BERLIN, August 11 – Ethiopian Kenenisa Bekele arrives at the World Athletics Championships here a strong favourite to further cement his status as one of the greatest ever distance runners.
Bekele’s medal haul from the Olympic Games, worlds and world cross-country championships is quite phenomenal, and the reigning Olympic champion and world record holder over both the 5000m and 10,000m comes to the German capital in good form.
Despite pulling up in an unaccustomed 1500m early on in the season at Hengelo with a slight thigh pain, Bekele rebounded to remain in the hunt for the one-million-dollar Golden League jackpot.
Bekele, who has also overcome the death of his fiancee, 18-year-old Alem Techale, while on a training run with him in 2005, won the 5000m in Berlin, clocking 13min 00.76sec, Oslo in 13:04.87 and Rome in 12:56.23, while most recently taking the 3000m in Paris in 7:28.64.
His history speaks for itself, with 14 world titles and three Olympic golds, and he has been the fastest in the world over 5000m every year since 2004.
The distance double in Beijing made him the first male athlete to do so since another Ethiopian, Miruts Yifter, achieved the same feat in the boycotted 1980 Games in Moscow.
If he successfully defends his 10,000m title, he will tie Ethiopian Haile Gebrselassie for the most world championship titles won and will continue his 100 percent record over the 25-lap event.
While his appearance in the longer race is assured, Bekele has publicly cast doubts whether he will appear in the shorter event a few days later.
But national team coach Woldemeskel Kostre was in no doubt Bekele and his three female team-mates would be capable of competing in both events.
"Will the double hurt him or the three females in the team?" Kostre asked. "My answer is no.
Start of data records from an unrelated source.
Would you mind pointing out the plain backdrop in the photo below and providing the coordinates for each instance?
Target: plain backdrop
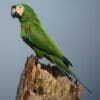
(73, 24)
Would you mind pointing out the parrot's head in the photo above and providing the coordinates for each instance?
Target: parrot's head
(23, 12)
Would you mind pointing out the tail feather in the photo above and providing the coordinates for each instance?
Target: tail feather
(66, 61)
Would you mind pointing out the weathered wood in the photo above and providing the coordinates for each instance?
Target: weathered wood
(41, 82)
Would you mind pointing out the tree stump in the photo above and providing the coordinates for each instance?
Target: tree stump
(45, 82)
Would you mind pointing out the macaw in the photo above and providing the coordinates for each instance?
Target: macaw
(34, 35)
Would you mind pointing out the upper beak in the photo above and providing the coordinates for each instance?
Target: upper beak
(13, 11)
All three athletes are ready for the two events and I am sure they will achieve good results."
The five foot four (1.60 metres) protege from Gebrselassie’s Oromia region progressed quickly to the global stage and in 2002 claimed an unprecedented 4km and 12km world cross-country double — a feat he repeated for the next four seasons.
He has added a further long course cross-country medal to make him the most accomplished IAAF cross runner in history.
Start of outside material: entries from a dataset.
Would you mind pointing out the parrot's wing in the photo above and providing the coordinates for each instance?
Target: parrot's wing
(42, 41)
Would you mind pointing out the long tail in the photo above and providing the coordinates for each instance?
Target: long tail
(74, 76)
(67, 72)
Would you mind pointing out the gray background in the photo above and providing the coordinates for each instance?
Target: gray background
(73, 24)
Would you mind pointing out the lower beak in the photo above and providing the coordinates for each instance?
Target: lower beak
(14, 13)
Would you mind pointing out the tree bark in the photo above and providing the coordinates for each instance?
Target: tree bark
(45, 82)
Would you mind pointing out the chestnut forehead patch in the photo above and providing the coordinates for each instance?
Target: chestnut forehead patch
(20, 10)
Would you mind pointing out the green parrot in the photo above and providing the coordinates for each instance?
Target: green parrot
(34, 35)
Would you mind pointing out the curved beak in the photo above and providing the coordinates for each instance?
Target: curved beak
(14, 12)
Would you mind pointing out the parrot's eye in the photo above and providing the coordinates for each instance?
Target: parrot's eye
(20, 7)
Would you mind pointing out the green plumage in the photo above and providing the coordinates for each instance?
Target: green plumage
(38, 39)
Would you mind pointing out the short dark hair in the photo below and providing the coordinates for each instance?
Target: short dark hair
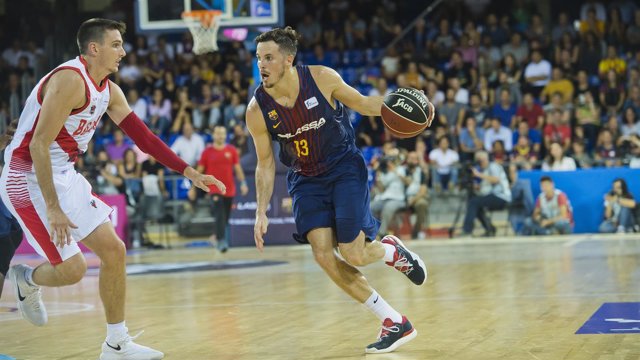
(287, 39)
(94, 29)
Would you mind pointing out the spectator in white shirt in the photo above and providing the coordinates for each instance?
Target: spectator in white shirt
(537, 73)
(188, 146)
(498, 132)
(137, 104)
(444, 170)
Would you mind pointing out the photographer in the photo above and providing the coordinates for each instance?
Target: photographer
(493, 193)
(553, 212)
(618, 209)
(417, 193)
(390, 192)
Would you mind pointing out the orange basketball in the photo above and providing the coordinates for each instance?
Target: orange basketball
(406, 112)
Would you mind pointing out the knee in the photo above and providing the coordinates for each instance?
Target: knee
(112, 251)
(72, 270)
(326, 259)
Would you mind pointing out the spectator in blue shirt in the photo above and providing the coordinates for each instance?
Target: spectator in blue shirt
(505, 110)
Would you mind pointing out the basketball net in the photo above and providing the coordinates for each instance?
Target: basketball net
(204, 25)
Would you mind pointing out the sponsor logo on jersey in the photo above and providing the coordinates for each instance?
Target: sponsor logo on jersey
(311, 102)
(314, 125)
(85, 127)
In 2003, Bekele won his first world track gold, putting on a turbo-charged finish to beat Gebrselassie as Ethiopians swept the 10,000m in the Paris worlds.
In 2004 he claimed his mentor’s records at 10,000m and 5000m (twice) before confirming the generation change at the Athens Olympics, where he ended the two-time champion’s 10,000m reign with another astonishing sprint finish.
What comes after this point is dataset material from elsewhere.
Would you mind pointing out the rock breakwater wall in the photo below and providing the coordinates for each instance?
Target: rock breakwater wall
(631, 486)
The records, the title and 5000m Olympic silver, behind Morocco’s Hicham El Guerrouj, made Bekele an uncontroversial choice for 2004 World Athlete of the Year.
"Kenenisa isn’t Jesus because he can’t walk on water, but on almost any other surface he is unbeatable," his manager Jos Hermens commented at the time.
The Beijing double erased any possible doubts about his awesome ability and any of his team-mates or rivals from the Kenyan camp will have to be at the top of their game to threaten the diminutive maestro.